Skills shortage in the aviation industry
As in the automotive industry, a variety of assistance systems have been designed to support the pilots in their work. In addition, the aviation industry is also subject to a shortage of skilled workers.
According to estimates by the aircraft manufacturer Boeing, around 600,000 new pilots would have to be trained internationally within the next 20 years in order to maintain the current standard.
For this reason, the United Nations Aviation Organization ICAO questioned whether a single pilot could lead the flights in the future. However, according to experts from the aviation industry, this system could only prevail if current safety standards remain at the current level or are even improved.
Single cockpit: no question of impossibility
From a purely technical perspective, the so-called single cockpit is quite conceivable. However, this is only the case as long as the pilots do not face any unexpected problems. In the event of technical difficulties, it is common in the cockpit for one pilot to take the controls while the other pilot searches for the error.
It is impossible to fly and locate the technical problems at the same time. In this situation, it cannot be ruled out that flight control located on the ground will take over some of the tasks. For this scenario, however, a secure, stable and fast data connection would be a basic requirement.
A number of other problems would also require a solution. What happens if the pilot gets tired or needs to go to the toilet? The situation would be even more dramatic if the pilots suddenly had health problems.
Reasons like these lead to the assumption that the second pilot is still irreplaceable. A gradual transition may make sense, with a co-pilot taking the controls much less frequently than is currently the case. Flight crews would benefit from longer rest periods, which in turn would make airline staffing easier.

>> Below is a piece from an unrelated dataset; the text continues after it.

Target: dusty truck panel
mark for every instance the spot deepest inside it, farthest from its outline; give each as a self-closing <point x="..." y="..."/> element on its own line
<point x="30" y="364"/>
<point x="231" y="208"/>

A plausible solution would be to initially apply the single-pilot cockpit to freighters.
Airbus has already indicated that the freight version of the new A350 will be licensed accordingly. Such a pioneering project could allay the skepticism of many potential passengers. Many passengers simply do not trust the technology enough to rely on it completely. Memories of the disaster surrounding the Boeing 737 Max circulate in the back of many travelers’ minds. Two machines from this type of aircraft crashed because computer systems were controlling the aircraft and the pilots could no longer adjust them.